Salman Rushdie’s The Satanic Verses is on Amazon though this site from India acknowledges it as a source of blasphemy for some in the Islamic world. If you’re a witch, not to worry unless your PTA wants to pull all the Harry Potter books. The series has been banned since the beginning for portraying magic at all. I’ve known parents who won’t allow their children to read these books.

  1. Which brings me to the idea of “sanitizing” libraries at all. Obviously, Amazon does it. The controversy over removing Ryan T. Anderson’s When Harry Became Sally after selling it for three years is summarized here. You can buy a summary of it by Fireside Reads now if you don’t want to buy the actual book at other retailers. This article contains a link to another article about books you also “shouldn’t” read because of a variety of reasons from sexism to boring-ism. Both are actually amusing, one rebutting the other, both sounding a bit self-satisfied. This brief pro-con article does what seems to be a theme among those who favor removing some books but not others but don’t see the irony. For example, the first Con quotes Justice William Brennan: “Local school boards may not remove books from school libraries simply because they dislike the ideas contained in those books.” Unless it is ideas that are “dangerous.” So the series 13 Reasons Why received critical success though professionals from mental health groups saw it as romanticizing suicide. The conclusion of this thought is that the “sanitizing” of anything is impossible. The works are available, and the inclusion or removal remains completely subjective.

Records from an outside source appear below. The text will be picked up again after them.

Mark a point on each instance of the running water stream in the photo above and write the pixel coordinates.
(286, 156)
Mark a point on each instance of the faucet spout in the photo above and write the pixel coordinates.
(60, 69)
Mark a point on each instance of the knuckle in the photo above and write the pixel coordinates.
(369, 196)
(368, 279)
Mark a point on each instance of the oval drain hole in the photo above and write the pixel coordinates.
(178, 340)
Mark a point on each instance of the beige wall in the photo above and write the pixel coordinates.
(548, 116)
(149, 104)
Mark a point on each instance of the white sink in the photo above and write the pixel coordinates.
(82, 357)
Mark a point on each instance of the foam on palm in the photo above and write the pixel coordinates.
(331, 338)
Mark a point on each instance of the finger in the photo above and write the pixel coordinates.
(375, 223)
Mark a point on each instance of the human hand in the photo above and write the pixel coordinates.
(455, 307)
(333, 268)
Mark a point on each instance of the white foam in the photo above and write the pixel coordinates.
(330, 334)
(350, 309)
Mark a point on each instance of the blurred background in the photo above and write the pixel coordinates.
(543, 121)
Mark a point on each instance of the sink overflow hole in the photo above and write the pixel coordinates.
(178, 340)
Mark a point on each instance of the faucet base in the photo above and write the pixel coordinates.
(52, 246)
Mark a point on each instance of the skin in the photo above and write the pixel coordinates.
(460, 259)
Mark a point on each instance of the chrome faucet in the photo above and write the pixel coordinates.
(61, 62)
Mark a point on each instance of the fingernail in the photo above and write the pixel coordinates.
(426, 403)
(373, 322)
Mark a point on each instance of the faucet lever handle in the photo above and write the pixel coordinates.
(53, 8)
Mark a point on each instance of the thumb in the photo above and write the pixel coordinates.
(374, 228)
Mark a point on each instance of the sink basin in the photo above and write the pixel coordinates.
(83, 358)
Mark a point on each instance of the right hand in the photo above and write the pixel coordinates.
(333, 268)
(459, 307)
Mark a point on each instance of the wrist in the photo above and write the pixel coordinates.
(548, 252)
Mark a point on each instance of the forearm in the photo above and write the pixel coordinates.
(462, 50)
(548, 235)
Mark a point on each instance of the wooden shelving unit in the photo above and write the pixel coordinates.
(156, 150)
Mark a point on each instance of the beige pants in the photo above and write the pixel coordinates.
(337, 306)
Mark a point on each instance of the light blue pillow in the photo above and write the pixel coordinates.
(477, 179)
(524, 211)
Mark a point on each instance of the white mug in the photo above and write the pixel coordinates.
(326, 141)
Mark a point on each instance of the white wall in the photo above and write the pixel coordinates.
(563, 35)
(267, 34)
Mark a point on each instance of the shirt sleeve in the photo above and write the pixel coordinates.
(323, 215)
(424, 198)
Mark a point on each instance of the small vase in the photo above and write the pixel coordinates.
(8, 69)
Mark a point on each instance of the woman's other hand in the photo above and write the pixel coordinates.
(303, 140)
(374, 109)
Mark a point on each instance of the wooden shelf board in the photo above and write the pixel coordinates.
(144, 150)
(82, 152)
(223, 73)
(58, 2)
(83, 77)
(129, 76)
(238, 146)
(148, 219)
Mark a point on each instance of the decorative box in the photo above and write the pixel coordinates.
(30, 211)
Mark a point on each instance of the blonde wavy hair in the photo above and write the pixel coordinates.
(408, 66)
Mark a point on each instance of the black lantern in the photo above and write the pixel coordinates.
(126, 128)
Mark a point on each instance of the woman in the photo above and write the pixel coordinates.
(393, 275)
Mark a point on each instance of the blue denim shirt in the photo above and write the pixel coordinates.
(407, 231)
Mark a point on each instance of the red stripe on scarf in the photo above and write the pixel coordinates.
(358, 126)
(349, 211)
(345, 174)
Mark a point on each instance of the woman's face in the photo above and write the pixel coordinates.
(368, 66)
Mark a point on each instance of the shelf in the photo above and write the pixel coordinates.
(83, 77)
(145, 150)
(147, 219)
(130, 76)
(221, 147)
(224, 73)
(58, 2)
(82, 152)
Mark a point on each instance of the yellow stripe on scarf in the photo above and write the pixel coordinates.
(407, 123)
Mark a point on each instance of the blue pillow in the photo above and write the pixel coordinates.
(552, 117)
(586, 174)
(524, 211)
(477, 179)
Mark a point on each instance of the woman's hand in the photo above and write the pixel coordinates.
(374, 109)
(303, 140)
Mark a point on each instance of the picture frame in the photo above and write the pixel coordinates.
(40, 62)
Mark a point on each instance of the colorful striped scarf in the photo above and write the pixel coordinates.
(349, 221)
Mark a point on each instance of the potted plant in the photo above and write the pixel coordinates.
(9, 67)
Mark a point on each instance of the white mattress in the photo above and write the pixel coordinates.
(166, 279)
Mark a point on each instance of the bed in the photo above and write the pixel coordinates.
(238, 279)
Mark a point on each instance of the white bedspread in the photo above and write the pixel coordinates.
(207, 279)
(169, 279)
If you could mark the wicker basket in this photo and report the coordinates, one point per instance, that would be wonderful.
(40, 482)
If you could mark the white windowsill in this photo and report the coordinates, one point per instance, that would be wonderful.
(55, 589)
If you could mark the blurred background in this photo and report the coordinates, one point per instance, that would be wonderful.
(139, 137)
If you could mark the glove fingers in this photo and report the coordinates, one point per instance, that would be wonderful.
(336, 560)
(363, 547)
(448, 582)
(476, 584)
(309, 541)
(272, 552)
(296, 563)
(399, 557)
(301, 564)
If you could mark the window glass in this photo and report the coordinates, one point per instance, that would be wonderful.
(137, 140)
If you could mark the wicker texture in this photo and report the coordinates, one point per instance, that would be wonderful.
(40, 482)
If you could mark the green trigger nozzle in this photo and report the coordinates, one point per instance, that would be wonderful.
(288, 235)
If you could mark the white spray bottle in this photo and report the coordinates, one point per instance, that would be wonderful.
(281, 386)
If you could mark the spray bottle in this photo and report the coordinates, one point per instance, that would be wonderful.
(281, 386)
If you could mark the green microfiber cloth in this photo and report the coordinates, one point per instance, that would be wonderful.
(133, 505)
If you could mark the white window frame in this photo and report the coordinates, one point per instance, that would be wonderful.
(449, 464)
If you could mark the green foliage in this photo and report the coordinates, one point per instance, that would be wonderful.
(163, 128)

  1. A personal anecdote to support my next point: When one child was in the 3rd grade, I noticed some religious materials coming home. I asked his teacher about them. She was new and perhaps not versed in the ways of the PTA mom. Her response was that she asked kids if they’d like to do coloring about the Bible. Many did. I told her that this is illegal (Engel v. Vitale 1962) and used Justice Black’s reasoning, writing for the majority (6-1, by the way) ”Since Americans adhere to a wide variety of beliefs, it is not appropriate for the government to endorse any particular belief system. Student-led prayer at football games became another issue which the Court ruled on in 2000 when it was challenged by two students (one Catholic, one a member of The Church of Jesus Christ of Latter-day Saints and—of course—their mothers) who noted that the prayers were sectarian but not their sects. In the little Texas town of Santa Fe, there may not have been representatives of religions other than Christian, but that is also part of the issue. If there is to be respect for all religions, then the use of a single source for prayer becomes a problem. And avoiding it is difficult, as the State of California learned when parents objected to the inclusion of Aztec and Yoruba chants or prayers or affirmations in the multicultural studies curriculum. The two sides agreed on a settlement in January 2022: no more chanting per the First Amendment.
  1. What not to read? I wasn’t serious about that. I’ve read most books on the “banned” lists from years past, the classic ones anyway. I acknowledge that the Bible has startling passages. I see both sides getting in a “moral panic” about censorship, for wildly differing reasons. But I’m not going to hand your child a Book of Mormon. I’d rather you didn’t hand mine The God Makers. Some argue that schools need to stick to reading, writing, and arithmetic. I don’t disagree with that. American scores are “middling” at best, per this Pew Research study for math and science proficiencies. I don’t know anything about Slovenia, but since I don’t, I assume we ought to be ahead of them. We’re not. But rankings are an oversimplification.

It’s a complicated topic. It shouldn’t be a political one. If both sides would read books, I think that would be great. If one side wants to reject the others’ choices, fine. There is a difference between access and promotion, which I think is the final question. If your choices are “correct” and mine are not? An impossible impasse.